De Hoge Venen vormen een unieke biotoop in Europa. De turflaag kan tot acht meter diep gaan. Grote delen van de Hoge Venen lijken op een enorme spons. De toegang is streng geregeld. Waar toegestaan, leiden vlonderpaden en gemarkeerde wegen bezoekers veilig door het natuurlandschap, dat in elk seizoen zijn charmes heeft. In de lente kunt u uw blik laten dwalen over wilde narcissen en bosjes wolgras, in de zomer over plassen waar watervogels hun jongen grootbrengen, in de herfst over roestrode heidevlakken en in de winter over een Siberisch aandoende ijs- en sneeuwvlakte.

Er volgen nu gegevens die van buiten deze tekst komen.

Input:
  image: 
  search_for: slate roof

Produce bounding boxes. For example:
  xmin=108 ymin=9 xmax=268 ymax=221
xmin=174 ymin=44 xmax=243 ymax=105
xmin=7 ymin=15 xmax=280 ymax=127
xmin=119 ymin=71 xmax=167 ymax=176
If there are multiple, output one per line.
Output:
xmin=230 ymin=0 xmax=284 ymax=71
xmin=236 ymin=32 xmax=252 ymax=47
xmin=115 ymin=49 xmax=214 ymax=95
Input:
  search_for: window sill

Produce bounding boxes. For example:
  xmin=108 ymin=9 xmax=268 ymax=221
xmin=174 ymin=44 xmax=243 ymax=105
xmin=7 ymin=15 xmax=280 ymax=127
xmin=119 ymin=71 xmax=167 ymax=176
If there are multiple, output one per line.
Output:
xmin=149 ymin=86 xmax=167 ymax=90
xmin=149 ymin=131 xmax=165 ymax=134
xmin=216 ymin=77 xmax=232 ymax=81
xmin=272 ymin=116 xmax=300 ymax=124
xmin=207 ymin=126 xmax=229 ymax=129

Door het barre klimaat met een gemiddelde temperatuur van slechts 6,1 °C groeien hier talrijke zeer zeldzame plantensoorten uit Noord-Europa, de bergstreken en het Atlantisch gebied. Het pijpenstrootje groeit in bosjes. Pitrus wiegt in de wind. Veenbes, lavendelheide en beenbreek bedekken de bodem met een mantel van kruiden.
Het veenlandschap zoals we het nu kennen, is grotendeels onder invloed van de mens ontstaan. Veeteelt, het rooien van bossen en de turfwinning hebben open vlakten gecreëerd. Tot in de Middeleeuwen waren de Hoge Venen voor 90 % met loofbossen bedekt. Vanaf circa 1840 werden veel heidevlakken met sparren beplant.
Om het overgebleven hoogveen en haar fauna en flora te beschermen, is een gebied van 4500 hectare sinds 1957 erkend als beschermd natuur¬gebied. De gevoeligste zones zijn volledig ontoegankelijk. Andere zijn alleen toegankelijk onder begeleiding van een erkende wandelgids.